Rather than at the gym, Dr. Ahmed said that activity can involve simple changes to your daily life such as taking the stairs when possible, parking farther away from your destination when going shopping, or dancing to your favorite music.
“These are all small changes we can incorporate into our lives that over time will help prevent major risk factors for cardiovascular diseases, including high blood pressure, high cholesterol and diabetes,” Dr. Ahmed said.
In addition, Dr. Ahmed said people may change up things to make their television viewing time less sedentary by adding a step stool or stationary bike near the TV room to use while watching their favorite shows.
“Even modified lower level exercises are beneficial,” Dr. Ahmed said noting that three of four days of such exercise per week can begin to reverse poor heart condition.
“It is going to go a long way,” Dr. Ahmed said adding this may also improve gastrointestinal health.

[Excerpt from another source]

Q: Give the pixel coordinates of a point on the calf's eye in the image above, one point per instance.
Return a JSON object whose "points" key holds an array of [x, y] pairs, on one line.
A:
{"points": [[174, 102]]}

According to the CDC report, 32.2 person of all Kentuckian stated they had performed no exercise in the last month. Only Mississippi with 33 percent, and Arkansas with 32.5 fell below Kentucky.
As a result of that inactivity, $117 billion has been spent on necessary healthcare costs, according to the CDC.
“Unfortunately, these statistics speak to a public health crisis that our community here in Kentucky faces,” Dr. Ahmed stated.
“These statistics show there is a larger need for societal change to make exercise a priority in our community,” he said.
In addition to changing personal habits, Dr. Ahmed is urging residents to make it more of a community priority by advocating for more walkable cities.
“We should demand sidewalks and biking lane to make physical activity an integral part of our daily lives,” Dr. Ahmed stated. “Our neighborhoods need to be safe to allow people to feel comfortable being outdoors.”
Dr. Ahmed said even with greater access, many people still blame their lack of exercise on a lack of time.
“Each adult should consider this a ‘prescription’ from their doctor, just as important as their prescriptions for medications,” Dr. Ahmed said.